Pattern Regex Example Match
US SSN \b\d{3}-\d{2}-\d{4}\b 123-45-6789
Email address \b[A-Za-z0-9._%+-]+@[A-Za-z0-9.-]+\.[A-Z\|a-z]{2,}\b user@example.com
Credit card \b\d{4}[\s-]?\d{4}[\s-]?\d{4}[\s-]?\d{4}\b 4111-1111-1111-1111
Phone number \b\d{3}[-.]?\d{3}[-.]?\d{4}\b 555-867-5309

Gotchas: - With effect: warn, postconditions detect but do not modify the output. Use on_postcondition_warn callbacks or switch to effect: redact for automatic pattern replacement on READ/PURE tools. - Regex-based PII detection is a baseline. Production deployments should use ML-based PII scanners (Presidio, Phileas, etc.) behind the same postcondition contract interface. - matches_any short-circuits on the first match. Order patterns from most common to least common for performance. - The phone number regex will match some non-phone patterns like version numbers (e.g., 123.456.7890).
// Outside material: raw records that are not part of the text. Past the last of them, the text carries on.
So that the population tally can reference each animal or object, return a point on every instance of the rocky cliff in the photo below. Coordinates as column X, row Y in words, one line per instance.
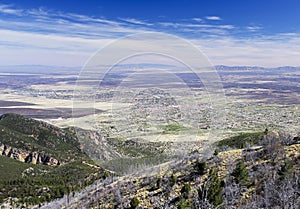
column 28, row 156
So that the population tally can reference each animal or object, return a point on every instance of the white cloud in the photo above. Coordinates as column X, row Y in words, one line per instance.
column 135, row 21
column 7, row 9
column 54, row 38
column 197, row 19
column 213, row 18
column 253, row 28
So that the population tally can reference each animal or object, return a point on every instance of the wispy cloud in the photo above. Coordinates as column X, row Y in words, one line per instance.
column 253, row 28
column 7, row 9
column 135, row 21
column 55, row 38
column 197, row 19
column 213, row 18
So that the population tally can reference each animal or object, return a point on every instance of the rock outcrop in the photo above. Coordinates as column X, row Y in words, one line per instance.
column 28, row 156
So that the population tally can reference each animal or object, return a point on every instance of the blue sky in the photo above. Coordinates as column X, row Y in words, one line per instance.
column 52, row 32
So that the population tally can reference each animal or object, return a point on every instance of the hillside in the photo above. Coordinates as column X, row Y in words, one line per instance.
column 261, row 172
column 40, row 162
column 249, row 170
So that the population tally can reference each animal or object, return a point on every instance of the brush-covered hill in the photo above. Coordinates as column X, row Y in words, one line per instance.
column 40, row 162
column 250, row 170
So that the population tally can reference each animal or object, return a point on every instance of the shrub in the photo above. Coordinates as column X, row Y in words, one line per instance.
column 134, row 202
column 173, row 180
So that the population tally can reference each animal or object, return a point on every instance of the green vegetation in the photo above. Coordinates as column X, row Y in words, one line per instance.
column 32, row 184
column 240, row 173
column 173, row 180
column 134, row 202
column 200, row 167
column 44, row 183
column 27, row 134
column 215, row 188
column 240, row 141
column 172, row 128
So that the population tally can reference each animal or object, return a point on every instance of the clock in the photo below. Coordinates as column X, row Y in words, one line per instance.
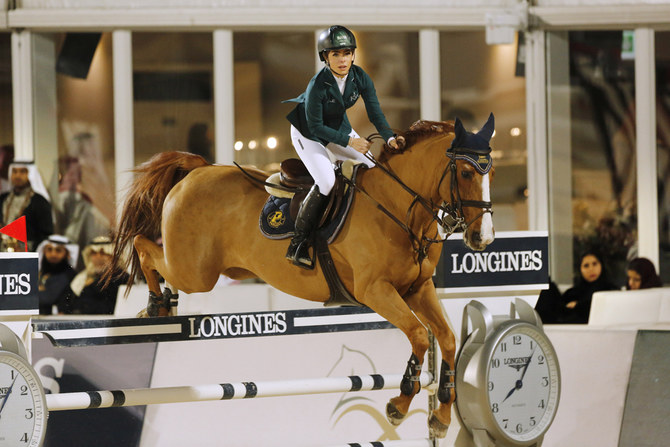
column 507, row 377
column 23, row 411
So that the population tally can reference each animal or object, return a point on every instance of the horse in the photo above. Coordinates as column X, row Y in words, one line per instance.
column 207, row 216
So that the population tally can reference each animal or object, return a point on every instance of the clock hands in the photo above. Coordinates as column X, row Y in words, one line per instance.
column 9, row 391
column 519, row 383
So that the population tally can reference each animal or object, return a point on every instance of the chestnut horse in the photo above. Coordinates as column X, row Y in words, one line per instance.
column 208, row 218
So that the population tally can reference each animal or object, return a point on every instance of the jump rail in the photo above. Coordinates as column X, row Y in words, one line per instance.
column 225, row 391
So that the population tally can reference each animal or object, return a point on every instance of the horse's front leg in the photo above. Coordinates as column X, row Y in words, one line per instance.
column 385, row 300
column 427, row 307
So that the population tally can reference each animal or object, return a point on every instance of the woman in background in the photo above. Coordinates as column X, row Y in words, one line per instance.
column 574, row 306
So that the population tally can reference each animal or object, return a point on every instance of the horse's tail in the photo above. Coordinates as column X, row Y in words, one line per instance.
column 143, row 208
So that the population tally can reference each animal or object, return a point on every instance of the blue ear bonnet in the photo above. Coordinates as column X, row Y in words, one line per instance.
column 471, row 147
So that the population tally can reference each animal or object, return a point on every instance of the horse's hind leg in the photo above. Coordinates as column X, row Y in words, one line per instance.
column 149, row 253
column 392, row 307
column 426, row 306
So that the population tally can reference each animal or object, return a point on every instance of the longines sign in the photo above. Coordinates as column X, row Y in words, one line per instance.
column 515, row 260
column 18, row 283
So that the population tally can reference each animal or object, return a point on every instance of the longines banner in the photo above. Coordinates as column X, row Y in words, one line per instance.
column 18, row 283
column 515, row 260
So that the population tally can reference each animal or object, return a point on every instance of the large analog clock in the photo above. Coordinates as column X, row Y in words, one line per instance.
column 507, row 377
column 23, row 411
column 522, row 382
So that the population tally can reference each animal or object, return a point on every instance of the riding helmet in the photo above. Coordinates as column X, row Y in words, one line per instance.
column 336, row 37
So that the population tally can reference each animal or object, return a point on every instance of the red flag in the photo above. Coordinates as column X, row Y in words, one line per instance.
column 17, row 230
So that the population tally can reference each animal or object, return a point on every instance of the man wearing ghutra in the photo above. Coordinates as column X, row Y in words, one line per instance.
column 29, row 198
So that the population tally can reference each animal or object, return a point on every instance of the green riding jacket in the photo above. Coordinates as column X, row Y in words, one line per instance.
column 321, row 111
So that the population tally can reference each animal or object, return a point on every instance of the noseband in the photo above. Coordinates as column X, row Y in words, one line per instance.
column 449, row 216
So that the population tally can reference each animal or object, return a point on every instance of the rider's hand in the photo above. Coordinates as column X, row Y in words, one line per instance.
column 360, row 144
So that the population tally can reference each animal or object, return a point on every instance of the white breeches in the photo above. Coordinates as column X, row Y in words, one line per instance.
column 319, row 159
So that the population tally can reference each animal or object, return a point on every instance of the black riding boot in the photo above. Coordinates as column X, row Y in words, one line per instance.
column 305, row 223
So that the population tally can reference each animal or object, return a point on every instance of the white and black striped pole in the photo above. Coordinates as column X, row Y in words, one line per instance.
column 399, row 443
column 225, row 391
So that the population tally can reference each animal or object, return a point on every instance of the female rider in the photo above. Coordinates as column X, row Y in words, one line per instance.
column 319, row 127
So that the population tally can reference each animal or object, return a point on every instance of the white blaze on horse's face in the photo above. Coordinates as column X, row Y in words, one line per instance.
column 486, row 229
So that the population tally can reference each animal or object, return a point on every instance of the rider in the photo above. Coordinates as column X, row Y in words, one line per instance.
column 319, row 127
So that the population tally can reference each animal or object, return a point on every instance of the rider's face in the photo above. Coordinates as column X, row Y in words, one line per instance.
column 340, row 61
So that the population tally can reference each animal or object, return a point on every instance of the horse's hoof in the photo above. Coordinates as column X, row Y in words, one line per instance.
column 436, row 427
column 394, row 416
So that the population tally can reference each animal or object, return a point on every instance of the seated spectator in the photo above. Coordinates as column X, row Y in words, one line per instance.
column 56, row 258
column 642, row 275
column 90, row 297
column 574, row 306
column 75, row 215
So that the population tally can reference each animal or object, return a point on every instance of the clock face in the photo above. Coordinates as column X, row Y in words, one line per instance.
column 23, row 412
column 523, row 383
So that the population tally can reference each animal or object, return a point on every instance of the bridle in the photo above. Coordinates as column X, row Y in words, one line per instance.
column 453, row 218
column 449, row 216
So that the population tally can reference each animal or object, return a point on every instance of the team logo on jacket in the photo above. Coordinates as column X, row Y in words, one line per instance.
column 276, row 219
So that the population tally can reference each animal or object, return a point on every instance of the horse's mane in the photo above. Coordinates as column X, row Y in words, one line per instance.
column 418, row 131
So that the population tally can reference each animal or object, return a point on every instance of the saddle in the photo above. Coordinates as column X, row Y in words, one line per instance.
column 277, row 219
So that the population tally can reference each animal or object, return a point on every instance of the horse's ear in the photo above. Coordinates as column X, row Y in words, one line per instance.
column 487, row 131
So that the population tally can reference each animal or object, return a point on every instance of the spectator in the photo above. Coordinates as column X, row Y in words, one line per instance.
column 574, row 306
column 642, row 275
column 57, row 258
column 90, row 297
column 29, row 198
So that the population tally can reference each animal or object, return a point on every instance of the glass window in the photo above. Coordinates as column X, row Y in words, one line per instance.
column 6, row 105
column 662, row 45
column 275, row 66
column 173, row 94
column 600, row 90
column 478, row 79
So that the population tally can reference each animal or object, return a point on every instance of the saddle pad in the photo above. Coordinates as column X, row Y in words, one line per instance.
column 276, row 222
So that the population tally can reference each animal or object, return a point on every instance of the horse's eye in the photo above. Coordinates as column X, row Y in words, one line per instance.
column 466, row 175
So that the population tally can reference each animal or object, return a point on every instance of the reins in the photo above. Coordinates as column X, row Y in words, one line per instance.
column 448, row 216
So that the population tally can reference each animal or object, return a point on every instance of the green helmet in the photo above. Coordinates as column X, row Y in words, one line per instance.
column 336, row 37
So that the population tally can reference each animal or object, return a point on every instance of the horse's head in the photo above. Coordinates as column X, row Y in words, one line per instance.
column 468, row 194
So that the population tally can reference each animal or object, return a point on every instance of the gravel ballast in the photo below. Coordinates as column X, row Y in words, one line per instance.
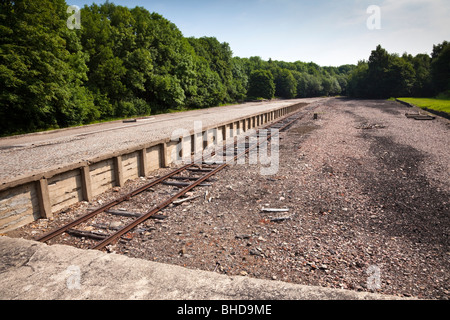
column 366, row 192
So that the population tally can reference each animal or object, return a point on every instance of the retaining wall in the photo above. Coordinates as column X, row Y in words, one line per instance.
column 41, row 196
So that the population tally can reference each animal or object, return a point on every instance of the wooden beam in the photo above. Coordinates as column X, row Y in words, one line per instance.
column 86, row 183
column 118, row 171
column 44, row 199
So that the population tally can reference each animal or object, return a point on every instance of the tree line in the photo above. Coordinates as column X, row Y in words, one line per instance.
column 127, row 62
column 130, row 62
column 387, row 75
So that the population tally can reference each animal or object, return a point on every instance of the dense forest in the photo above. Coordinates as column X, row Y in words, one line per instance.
column 387, row 75
column 126, row 62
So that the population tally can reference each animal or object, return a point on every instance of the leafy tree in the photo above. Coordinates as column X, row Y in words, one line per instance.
column 440, row 67
column 286, row 86
column 42, row 68
column 261, row 84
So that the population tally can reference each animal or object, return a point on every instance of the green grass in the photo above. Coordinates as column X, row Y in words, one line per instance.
column 441, row 103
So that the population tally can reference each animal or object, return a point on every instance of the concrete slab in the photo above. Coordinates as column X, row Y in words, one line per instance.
column 34, row 271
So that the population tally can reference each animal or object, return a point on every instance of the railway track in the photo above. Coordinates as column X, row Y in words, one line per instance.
column 185, row 179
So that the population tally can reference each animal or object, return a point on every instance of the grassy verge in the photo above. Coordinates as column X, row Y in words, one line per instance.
column 437, row 104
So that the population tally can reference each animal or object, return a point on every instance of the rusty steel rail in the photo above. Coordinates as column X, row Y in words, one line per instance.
column 108, row 206
column 166, row 203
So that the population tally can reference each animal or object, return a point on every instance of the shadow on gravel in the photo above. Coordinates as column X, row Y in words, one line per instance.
column 412, row 207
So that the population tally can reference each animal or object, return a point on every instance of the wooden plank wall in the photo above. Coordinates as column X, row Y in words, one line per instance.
column 29, row 199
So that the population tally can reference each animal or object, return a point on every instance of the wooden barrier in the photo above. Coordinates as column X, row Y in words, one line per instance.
column 43, row 195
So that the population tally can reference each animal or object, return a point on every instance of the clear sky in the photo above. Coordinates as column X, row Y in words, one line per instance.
column 327, row 32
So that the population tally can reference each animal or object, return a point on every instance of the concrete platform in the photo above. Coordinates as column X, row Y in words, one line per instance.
column 34, row 271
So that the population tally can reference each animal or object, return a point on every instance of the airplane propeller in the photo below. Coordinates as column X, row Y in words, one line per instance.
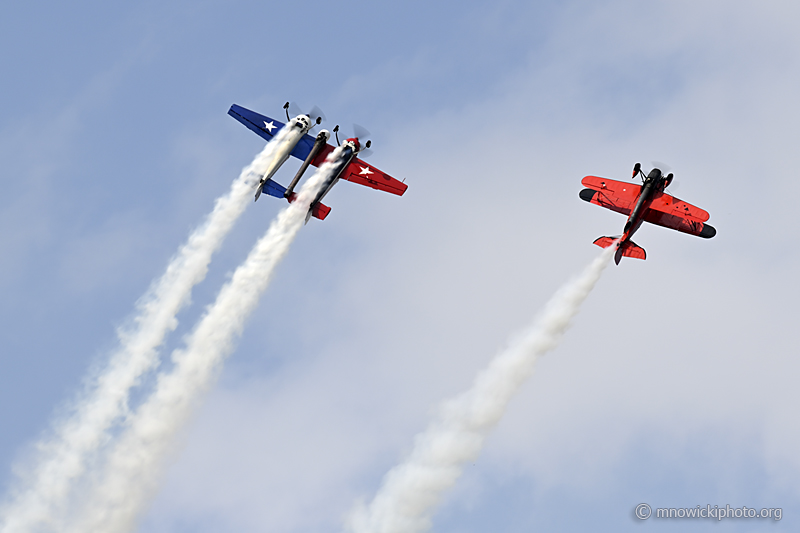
column 316, row 115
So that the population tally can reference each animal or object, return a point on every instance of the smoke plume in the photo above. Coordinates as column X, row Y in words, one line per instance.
column 46, row 485
column 410, row 491
column 134, row 463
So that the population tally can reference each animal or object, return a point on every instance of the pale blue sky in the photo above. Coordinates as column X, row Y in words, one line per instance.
column 676, row 385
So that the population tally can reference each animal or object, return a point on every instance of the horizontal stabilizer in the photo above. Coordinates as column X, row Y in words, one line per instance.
column 605, row 242
column 319, row 210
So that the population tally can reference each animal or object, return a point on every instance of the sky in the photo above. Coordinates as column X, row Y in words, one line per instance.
column 675, row 386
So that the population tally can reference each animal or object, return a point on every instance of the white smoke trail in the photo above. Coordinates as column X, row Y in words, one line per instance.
column 411, row 490
column 63, row 455
column 133, row 467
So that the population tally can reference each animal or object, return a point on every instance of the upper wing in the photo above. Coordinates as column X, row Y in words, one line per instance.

Tune patterns based on your data.

Tip: For automatic redaction, change effect: warn to effect: redact. The pipeline uses the same matches_any patterns from the when clause to replace matched text with [REDACTED]. This works for READ/PURE tools; WRITE/IRREVERSIBLE tools fall back to warn.


Secret Scanning in Output

Detect credentials, tokens, and private keys in tool output. Even if a precondition allowed the read, the output may contain secrets that should not enter the conversation.

When to use: Defense in depth. Your agent reads files, calls APIs, or queries databases. Even if the input was allowed, the output may contain secrets leaked into logs, configs, or error messages.

apiVersion: edictum/v1
kind: ContractBundle

metadata:
  name: secret-scanning

defaults:
  mode: enforce

contracts:
  - id: secrets-in-output
    type: post
    tool: "*"
    when:
      output.text:
        matches_any:
          - 'AKIA[0-9A-Z]{16}'
          - 'eyJ[A-Za-z0-9_-]+\\.eyJ[A-Za-z0-9_-]+\\.[A-Za-z0-9_-]+'
          - '-----BEGIN (RSA |EC )?PRIVATE KEY-----'
    then:
      effect: warn
      message: "Secret detected in output. Do not reference, log, or output this value."
      tags: [secrets, dlp]
      metadata:
        severity: critical
import re
from edictum import Verdict
from edictum.contracts import postcondition

@postcondition("*")
def detect_secrets_in_output(envelope, tool_response):
    if not isinstance(tool_response, str):
        return Verdict.pass_()
    secret_patterns = {
        "AWS Access Key": r"AKIA[0-9A-Z]{16}",
        "JWT Token": r"eyJ[A-Za-z0-9_-]+\.eyJ[A-Za-z0-9_-]+\.[A-Za-z0-9_-]+",
        "Private Key": r"-----BEGIN (?:RSA |EC )?PRIVATE KEY-----",
    }
    found = [name for name, pat in secret_patterns.items() if re.search(pat, tool_response)]
    if found:
        return Verdict.fail(
            f"Tool output contains secrets: {', '.join(found)}. "
            "Do NOT reference, log, or output these values.",
            secret_types=found,
        )
    return Verdict.pass_()

The patterns above detect:

Pattern Regex Example Match
AWS Access Key AKIA[0-9A-Z]{16} AKIAIOSFODNN7EXAMPLE
JWT Token eyJ... (three dot-separated base64 segments) eyJhbGciOiJ...
Private Key PEM header format -----BEGIN RSA PRIVATE KEY-----

Gotchas: - The AWS key pattern only matches access key IDs (starting with AKIA). It does not detect secret access keys, which are harder to distinguish from random strings. Add a separate pattern for aws_secret_access_key\s*[:=]\s*\S+ if needed. - JWT patterns match the structure but do not validate the token. Expired or invalid JWTs still trigger the warning, which is the desired behavior.


Sensitive File Blocking

Block reads of files that commonly contain secrets, credentials, or private keys. This is a precondition -- it runs before the tool executes, so no data is exposed.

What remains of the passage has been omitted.